Bars problem for RBM training
Source: Hinton, G. E. (2000), “Training products of experts by minimizing contrastive divergence” (Gatsby tech report; Neural Computation 14(8), 2002). The bars task itself is from Foldiak, P. (1990), “Forming sparse representations by local anti-Hebbian learning.”
Demonstrates: the canonical sanity check for RBM / contrastive-divergence training — after CD-1 training, each hidden unit specializes to a single bar.

Problem
- Visible: 16 binary pixels arranged as a 4×4 image.
- Hidden: 8 binary feature detectors (canonical setting; one per bar).
- Connectivity: bipartite RBM (visible ↔ hidden only).
- Training distribution: each image is generated by independently
activating each of 8 single-bar templates (4 horizontal rows + 4 vertical
columns) with probability
p_bar = 1/8, then taking the logical OR over activated bars to get the pixels.

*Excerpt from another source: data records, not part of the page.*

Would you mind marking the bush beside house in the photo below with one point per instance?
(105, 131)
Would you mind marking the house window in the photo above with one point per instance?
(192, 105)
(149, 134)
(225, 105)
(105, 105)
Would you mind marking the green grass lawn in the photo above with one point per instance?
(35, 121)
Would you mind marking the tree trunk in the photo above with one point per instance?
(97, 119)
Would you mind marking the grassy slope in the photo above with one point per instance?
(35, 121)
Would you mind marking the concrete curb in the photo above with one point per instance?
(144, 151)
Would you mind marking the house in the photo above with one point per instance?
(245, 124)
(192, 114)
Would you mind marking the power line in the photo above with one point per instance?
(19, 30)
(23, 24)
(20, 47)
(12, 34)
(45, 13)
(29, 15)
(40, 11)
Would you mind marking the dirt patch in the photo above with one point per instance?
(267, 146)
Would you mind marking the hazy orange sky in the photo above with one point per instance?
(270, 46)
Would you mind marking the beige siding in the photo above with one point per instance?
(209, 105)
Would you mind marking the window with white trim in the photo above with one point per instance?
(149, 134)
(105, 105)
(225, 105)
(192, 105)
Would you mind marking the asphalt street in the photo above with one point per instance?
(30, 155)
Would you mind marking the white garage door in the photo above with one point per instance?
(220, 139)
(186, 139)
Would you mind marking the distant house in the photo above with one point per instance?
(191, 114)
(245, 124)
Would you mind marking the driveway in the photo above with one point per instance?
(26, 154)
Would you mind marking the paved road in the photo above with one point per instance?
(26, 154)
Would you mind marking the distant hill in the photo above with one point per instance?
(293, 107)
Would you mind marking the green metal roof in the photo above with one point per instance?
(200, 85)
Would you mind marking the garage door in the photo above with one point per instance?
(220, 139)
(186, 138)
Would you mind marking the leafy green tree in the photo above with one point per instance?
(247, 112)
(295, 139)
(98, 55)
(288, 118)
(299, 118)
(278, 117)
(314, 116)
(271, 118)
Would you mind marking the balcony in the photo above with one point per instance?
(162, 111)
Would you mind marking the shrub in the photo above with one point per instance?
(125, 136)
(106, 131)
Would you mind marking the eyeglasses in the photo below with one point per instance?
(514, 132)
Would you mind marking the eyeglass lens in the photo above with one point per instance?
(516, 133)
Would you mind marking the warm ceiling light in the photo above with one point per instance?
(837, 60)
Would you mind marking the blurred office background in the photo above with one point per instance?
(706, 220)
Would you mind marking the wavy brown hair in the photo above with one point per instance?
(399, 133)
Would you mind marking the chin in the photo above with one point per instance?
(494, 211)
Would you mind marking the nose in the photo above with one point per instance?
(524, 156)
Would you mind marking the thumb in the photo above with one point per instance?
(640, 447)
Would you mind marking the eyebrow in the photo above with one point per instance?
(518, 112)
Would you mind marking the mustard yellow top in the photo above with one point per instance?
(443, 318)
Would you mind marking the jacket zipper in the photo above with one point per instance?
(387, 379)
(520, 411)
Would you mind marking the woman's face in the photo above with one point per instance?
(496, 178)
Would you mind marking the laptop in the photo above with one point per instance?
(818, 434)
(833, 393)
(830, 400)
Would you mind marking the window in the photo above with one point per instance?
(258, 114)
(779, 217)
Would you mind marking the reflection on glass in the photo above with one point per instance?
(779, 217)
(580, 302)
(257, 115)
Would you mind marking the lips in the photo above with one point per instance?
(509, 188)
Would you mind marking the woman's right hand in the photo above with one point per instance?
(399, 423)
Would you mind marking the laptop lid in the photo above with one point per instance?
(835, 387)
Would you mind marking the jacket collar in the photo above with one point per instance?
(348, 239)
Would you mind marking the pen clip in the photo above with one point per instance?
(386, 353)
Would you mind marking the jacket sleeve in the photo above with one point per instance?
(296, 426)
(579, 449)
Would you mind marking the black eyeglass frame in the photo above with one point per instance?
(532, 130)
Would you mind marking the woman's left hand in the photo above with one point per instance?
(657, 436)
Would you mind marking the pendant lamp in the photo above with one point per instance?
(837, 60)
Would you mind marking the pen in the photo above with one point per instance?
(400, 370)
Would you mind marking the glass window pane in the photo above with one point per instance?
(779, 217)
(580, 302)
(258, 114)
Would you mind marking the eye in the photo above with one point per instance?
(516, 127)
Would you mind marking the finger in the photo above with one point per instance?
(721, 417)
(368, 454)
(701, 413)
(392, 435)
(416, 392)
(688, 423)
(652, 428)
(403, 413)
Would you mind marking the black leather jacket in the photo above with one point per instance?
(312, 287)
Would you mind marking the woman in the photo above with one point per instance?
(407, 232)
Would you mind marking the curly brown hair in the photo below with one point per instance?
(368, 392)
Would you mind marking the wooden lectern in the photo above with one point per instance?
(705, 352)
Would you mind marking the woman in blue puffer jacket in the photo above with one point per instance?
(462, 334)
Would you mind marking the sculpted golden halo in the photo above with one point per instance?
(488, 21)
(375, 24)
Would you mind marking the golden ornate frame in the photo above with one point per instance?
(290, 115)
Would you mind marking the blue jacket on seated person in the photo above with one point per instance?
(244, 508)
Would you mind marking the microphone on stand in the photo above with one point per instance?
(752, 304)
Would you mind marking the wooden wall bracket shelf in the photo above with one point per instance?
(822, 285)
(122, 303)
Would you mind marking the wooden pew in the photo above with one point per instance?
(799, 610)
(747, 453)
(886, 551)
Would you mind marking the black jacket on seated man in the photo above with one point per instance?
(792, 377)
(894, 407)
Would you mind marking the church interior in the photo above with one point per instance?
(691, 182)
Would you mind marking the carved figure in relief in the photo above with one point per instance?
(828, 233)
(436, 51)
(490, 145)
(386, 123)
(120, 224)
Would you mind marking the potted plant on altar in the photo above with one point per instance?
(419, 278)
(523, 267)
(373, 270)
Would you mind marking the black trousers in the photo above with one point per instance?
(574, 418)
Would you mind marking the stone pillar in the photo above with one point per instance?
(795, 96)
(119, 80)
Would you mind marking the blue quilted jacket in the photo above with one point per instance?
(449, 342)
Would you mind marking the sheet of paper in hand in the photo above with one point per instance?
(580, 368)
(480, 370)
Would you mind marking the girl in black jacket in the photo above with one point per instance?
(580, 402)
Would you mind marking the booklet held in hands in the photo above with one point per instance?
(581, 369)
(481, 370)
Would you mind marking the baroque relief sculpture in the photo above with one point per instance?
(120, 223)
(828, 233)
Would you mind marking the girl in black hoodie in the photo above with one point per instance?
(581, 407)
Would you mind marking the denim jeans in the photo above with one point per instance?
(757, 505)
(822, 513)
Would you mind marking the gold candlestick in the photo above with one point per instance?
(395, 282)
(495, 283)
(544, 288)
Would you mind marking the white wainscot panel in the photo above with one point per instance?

So each image is a superposition of bars.
The interesting property: the data has a clean latent factor structure (8 independent on/off causes), but the visible pixels are tangled by the OR mixture. Backprop on a single image cannot recover the bars, because there is no per-pixel target. The RBM gets the bars from the statistics alone: under CD-1, each hidden unit learns to fire iff one specific bar is present, because that maximizes the model’s likelihood under the bipartite factorization.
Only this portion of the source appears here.